Since the commie cough started my posting about Hong Kong took a break. That doesn’t mean I haven’t been carefully following the HK Boogaloo. Protesting their continued as China tried to use the virus to not so subtly increase their grip. Well, it looks like the facade of HK being “free” is about to come to an end sooner than expected.
HONG KONG — Martin Lee has tangled with the Chinese Communist Party countless times in his decades-long fight to achieve free elections in Hong Kong and enlist Western support for the city’s democratic ambitions.
Last weekend, the police came knocking. Seven officers appeared at Lee’s home and arrested the 81-year-old for participating in an unauthorized protest last year that 1.7 million people attended. More than a dozen other democracy activists were detained the same day.
The arrests buttressed a week of coordinated actions by Beijing that experts say have redefined the status of Hong Kong. The effect was to demolish the “one country, two systems” framework that prohibits Beijing’s involvement in local affairs and is supposed to afford the financial center a high level of autonomy.
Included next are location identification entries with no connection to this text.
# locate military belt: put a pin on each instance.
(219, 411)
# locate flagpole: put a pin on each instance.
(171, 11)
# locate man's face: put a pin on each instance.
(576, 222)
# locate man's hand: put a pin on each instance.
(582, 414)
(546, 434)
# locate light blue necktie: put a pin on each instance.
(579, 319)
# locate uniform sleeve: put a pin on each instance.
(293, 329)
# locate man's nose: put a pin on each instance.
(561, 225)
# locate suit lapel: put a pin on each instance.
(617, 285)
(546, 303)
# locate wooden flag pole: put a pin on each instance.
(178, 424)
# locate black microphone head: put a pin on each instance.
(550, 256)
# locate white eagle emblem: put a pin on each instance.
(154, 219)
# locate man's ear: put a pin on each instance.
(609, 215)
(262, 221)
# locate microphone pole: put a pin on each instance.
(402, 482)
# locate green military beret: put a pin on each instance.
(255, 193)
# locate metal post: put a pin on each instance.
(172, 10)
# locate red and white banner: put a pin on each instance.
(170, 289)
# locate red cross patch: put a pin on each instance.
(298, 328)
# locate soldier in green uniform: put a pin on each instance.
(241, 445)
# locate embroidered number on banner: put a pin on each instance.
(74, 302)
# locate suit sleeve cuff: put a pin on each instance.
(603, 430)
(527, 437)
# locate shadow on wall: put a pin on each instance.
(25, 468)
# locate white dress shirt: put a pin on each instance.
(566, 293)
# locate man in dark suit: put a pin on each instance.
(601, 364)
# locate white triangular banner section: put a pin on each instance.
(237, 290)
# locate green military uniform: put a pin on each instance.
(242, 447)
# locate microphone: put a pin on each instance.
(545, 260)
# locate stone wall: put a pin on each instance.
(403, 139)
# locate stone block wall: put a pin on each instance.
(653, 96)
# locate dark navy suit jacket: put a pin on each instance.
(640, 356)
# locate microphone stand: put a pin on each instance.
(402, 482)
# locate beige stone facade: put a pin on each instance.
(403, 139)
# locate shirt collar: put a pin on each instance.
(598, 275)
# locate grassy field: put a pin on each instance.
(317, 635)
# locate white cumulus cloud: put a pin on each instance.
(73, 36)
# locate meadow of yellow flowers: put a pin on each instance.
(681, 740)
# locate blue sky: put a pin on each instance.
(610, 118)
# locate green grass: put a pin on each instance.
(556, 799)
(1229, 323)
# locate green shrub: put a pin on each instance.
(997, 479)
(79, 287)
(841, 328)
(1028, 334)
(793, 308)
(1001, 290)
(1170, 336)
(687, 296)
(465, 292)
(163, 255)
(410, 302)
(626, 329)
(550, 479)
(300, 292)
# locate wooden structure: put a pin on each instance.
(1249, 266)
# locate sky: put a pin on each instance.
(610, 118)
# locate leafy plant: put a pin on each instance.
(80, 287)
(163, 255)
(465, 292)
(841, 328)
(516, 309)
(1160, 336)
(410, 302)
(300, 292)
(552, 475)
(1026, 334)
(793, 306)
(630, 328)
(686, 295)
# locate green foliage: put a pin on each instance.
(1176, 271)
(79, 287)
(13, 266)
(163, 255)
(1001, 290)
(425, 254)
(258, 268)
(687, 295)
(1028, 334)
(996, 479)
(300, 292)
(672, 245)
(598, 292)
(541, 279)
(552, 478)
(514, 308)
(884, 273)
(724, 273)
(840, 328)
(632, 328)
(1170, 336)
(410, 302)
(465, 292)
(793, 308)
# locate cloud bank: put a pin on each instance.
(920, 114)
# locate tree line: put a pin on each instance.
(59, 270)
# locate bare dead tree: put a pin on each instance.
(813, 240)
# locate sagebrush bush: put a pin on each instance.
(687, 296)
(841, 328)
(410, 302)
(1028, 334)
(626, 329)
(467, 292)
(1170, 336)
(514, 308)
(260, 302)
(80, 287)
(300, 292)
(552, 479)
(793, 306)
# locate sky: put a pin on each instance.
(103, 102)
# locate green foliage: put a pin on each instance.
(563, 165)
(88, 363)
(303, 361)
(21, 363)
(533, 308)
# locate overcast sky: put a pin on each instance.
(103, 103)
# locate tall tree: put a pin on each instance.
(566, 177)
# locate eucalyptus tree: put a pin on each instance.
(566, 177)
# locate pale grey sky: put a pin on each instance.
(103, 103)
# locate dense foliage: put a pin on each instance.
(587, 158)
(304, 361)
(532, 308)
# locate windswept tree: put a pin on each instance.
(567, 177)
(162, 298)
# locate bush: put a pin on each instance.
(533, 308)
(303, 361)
“The very important story is not my arrest,” Lee, who helped draft Hong Kong’s mini-constitution, the Basic Law, said in an interview after being released on bail. “What really concerns me is that the basic promise of Hong Kong has been completely changed.”
In recent days, authorities have said for the first time that Beijing’s representative offices in the territory can “supervise” Hong Kong’s internal affairs — a step that legal experts say violates its constitutional firewall with the mainland.
Reporters that have been kicked out of the mainland now are unable to get visas for HK.
For many observers, a more concerning development came last week, when China’s top office in Hong Kong said it was effectively above the city’s mini-constitution and unbound by an article that bars the Chinese government from involving itself in the city’s local affairs. The Hong Kong government responded by issuing three conflicting statements within a few hours. Its final version agreed with the premise set down by the Chinese liaison office.
They chanted familiar protest slogans “Five demands, not one less,” “Liberate Hong Kong, the revolutions of our time,” and “Disband the police force, no delay.